One weird trick to drastically reduce your token usage / by Chris Shaffer

I use a set of techniques to trim my token usage for reusable LLM workflows.

For one workflow I benchmarked, ~40% of the output tokens. (that might represent 20-25% of the costs, depending on vendor, and there are other benefits besides)

This is an attempt to distill them down to more “science” and less “art”.
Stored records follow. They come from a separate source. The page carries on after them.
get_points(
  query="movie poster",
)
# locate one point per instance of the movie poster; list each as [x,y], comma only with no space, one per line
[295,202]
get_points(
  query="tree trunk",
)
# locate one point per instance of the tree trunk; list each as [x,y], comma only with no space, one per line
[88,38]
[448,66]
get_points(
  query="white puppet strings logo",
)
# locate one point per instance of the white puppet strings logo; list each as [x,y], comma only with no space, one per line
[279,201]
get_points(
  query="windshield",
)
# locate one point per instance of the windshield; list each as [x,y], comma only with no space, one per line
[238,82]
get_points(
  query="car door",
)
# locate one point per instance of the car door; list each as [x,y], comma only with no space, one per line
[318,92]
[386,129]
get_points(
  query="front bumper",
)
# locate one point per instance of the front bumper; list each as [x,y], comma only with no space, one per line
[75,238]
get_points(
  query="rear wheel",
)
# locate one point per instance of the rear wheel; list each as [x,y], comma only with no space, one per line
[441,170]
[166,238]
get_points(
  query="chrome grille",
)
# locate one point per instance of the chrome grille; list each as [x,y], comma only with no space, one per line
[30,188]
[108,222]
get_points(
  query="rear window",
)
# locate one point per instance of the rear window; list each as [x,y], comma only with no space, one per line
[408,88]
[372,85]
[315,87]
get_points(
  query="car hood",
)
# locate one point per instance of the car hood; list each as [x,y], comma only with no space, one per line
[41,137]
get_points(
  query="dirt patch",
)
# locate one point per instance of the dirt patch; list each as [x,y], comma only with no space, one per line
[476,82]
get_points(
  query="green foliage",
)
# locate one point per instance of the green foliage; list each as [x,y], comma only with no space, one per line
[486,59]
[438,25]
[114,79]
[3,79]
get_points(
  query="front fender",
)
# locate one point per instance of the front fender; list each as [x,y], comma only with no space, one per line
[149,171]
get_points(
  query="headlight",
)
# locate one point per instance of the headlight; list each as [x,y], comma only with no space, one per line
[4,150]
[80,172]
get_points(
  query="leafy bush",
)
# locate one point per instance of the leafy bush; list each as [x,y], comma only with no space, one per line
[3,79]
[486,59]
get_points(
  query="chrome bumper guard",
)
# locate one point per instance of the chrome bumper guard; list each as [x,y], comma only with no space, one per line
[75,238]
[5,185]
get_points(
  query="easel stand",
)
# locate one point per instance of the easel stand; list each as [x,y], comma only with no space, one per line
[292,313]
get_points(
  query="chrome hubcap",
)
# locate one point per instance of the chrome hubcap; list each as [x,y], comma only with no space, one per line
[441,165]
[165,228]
High-level description of the workflow in question

  1. Use an LLM to figure out what the user is asking

  2. Based on that, build a query using one of [set of query-building tools]

  3. Execute the query

  4. Format the results & return to the user

Low-hanging fruit

These are pretty basic token wastage, but I’ve seen them in the wild:

  • A generate-query tool and an execute-query tool: one tool writes a query, which is then read by the LLM simply to be regurgitated into the next tool

  • Using the LLM directly to format the results rather than traditional code - there’s no reason for an LLM to do this, when the LLM could write simple Python to do it more quickly, cheaply, and reliably

The more common scenario

Typically, the waste bites on the last step. The agent returns the result.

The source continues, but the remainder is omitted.